Michael Cohen, President Donald Trump's former personal lawyer and fixer, confirmed on Thursday that he paid a small tech firm to rig online polls before the 2016 presidential campaign got underway "at the direction of and the sole benefit of" Trump.
The Wall Street Journal was the first to report the payment and attempted poll manipulation. The Trump Organization declined to comment to the newspaper.
"As for the @WSJ article on poll rigging, what I did was at the direction of and for the sole benefit of @realDonaldTrump @POTUS. I truly regret my blind loyalty to a man who doesn’t deserve it," Cohen said in a tweet.
Cohen paid the money to John Gauger, who runs RedFinch Solutions LLC, in early 2015, to rig online polls in Trump’s favor before the presidential campaign.
The newspaper reported that Cohen gave Gauger a blue Walmart bag containing about $13,000 in cash. Gauger also said that Cohen randomly included a boxing glove Cohen claimed at the time had been worn by a Brazilian mixed-martial arts fighter.
However, in a statement to the Journal, Cohen said he did not pay Gauger in cash.
“All monies paid to Mr. Gauger were by check,” Cohen told the newspaper, without offering further details to the newspaper.
Gauger, who is also chief information officer at Liberty University in Virginia, where evangelical leader and Trump supporter Jerry Falwell Jr. is president, said he was supposed to be paid $50,000 for the project but never received the remaining money. Trump, however, reimbursed Cohen in early 2017 for $50,000 for the work, the Journal reported, citing a government document and a person familiar with the matter.
Rudy Giuliani, a personal lawyer for Trump, said in a statement to the Journal that Cohen is “untrustworthy” because he was reimbursed more money than he paid RedFinch.
“If one thing has been established, it’s that Michael Cohen is completely untrustworthy,” Giuliani said.
When Cohen asked for the $50,000 reimbursement, he cited technology services but did not tell Trump Organization executives what services specifically were performed, the Journal reported, citing people familiar with the matter.
Trevor Potter, a campaign finance lawyer and former chairman of the Federal Election Commission, told NBC News that Cohen's payment to the tech firm should have been accounted for and disclosed in campaign reports because Trump was "testing the waters" for a White House bid at the time, meaning exploring a candidacy but not yet declared.
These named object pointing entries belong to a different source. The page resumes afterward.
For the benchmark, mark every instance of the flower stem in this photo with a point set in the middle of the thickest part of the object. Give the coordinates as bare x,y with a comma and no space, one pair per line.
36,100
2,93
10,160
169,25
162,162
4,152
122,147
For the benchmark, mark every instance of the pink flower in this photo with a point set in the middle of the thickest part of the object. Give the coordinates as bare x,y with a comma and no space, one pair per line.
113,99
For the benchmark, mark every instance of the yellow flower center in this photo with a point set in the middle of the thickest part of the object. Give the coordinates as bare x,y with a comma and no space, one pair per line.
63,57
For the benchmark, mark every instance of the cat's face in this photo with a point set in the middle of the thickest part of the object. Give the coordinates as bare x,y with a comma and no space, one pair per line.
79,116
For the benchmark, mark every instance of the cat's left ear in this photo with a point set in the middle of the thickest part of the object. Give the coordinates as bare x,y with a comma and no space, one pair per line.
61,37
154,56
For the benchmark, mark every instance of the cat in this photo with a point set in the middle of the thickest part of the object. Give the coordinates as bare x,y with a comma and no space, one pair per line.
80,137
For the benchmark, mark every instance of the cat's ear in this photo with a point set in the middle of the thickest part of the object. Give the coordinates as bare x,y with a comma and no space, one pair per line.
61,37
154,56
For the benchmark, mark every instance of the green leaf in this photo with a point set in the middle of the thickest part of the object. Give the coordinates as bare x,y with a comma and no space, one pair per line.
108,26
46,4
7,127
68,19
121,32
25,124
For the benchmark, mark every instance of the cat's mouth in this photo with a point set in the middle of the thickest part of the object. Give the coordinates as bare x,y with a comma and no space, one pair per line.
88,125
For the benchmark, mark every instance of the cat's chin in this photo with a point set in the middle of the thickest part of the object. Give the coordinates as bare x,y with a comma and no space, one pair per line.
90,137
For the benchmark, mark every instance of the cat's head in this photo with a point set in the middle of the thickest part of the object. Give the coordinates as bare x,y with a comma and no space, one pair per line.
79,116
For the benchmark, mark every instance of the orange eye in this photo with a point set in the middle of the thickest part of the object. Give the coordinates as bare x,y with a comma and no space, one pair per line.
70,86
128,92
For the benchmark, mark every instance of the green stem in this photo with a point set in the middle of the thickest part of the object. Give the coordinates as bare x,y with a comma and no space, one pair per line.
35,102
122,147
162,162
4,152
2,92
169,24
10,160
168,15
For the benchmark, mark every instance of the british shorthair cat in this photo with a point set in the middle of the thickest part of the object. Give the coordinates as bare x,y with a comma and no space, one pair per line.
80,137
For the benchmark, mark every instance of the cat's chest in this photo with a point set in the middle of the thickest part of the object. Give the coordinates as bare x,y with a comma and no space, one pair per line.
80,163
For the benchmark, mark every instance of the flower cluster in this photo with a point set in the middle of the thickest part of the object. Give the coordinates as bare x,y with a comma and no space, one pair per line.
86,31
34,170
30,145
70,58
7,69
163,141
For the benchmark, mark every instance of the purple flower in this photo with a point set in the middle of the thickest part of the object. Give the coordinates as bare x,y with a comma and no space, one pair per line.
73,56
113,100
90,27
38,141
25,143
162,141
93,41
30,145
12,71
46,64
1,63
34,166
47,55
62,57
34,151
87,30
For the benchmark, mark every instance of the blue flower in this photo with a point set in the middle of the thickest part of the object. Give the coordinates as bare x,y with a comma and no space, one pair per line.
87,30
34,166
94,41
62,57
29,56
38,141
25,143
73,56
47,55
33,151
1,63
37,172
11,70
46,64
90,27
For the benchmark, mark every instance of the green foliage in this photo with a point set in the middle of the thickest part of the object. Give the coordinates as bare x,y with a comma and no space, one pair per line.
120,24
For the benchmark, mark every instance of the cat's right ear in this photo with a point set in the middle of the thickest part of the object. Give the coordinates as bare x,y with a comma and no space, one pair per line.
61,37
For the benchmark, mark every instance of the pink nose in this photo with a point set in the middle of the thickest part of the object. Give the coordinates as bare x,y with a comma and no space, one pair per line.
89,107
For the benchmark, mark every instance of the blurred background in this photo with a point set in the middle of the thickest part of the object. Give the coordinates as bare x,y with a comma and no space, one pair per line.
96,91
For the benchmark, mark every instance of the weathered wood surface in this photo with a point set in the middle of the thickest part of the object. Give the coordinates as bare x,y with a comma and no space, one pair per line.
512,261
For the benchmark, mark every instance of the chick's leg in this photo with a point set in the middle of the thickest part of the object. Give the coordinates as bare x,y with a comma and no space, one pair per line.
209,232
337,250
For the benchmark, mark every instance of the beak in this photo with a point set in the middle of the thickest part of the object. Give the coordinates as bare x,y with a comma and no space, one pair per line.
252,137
A search of FEC records showed no indication of a disclosure.
“Once he became a candidate, this should have been reported as an in-kind contribution to the campaign, because it is required to report all testing expenditures and contributions on its initial FEC reports upon qualifying as a candidate," Potter said.
Brendan Fischer, director of the Campaign Legal Center's federal reform program, also said the payments needed to be reported as soon as Trump declared his candidacy in June 2015. However, building a case against Cohen for these potential campaign finance violations would have been much more difficult than the case made over hush payments Cohen facilitated to women who alleged affairs with Trump, Paul S. Ryan, vice president for policy and litigation at the watchdog group Common Cause, tweeted.
Cohen was sentenced in December to three years in prison for what a Manhattan federal court judge called a “veritable smorgasbord" of criminal conduct, including making those secret payments, lying to Congress about the president’s business dealings with Russia, and failing to report millions of dollars in income.
Shortly after being sentenced, Cohen told ABC's "Good Morning America" he knew what he was doing was wrong and refuted Trump's claim that he "never directed Michael Cohen to break the law."
Cohen is slated to testify publicly before Congress early next month before he goes to prison. Cohen said he agreed to appear before the House Oversight Committee on Feb. 7 "in furtherance of my commitment to cooperate and provide the American people with answers."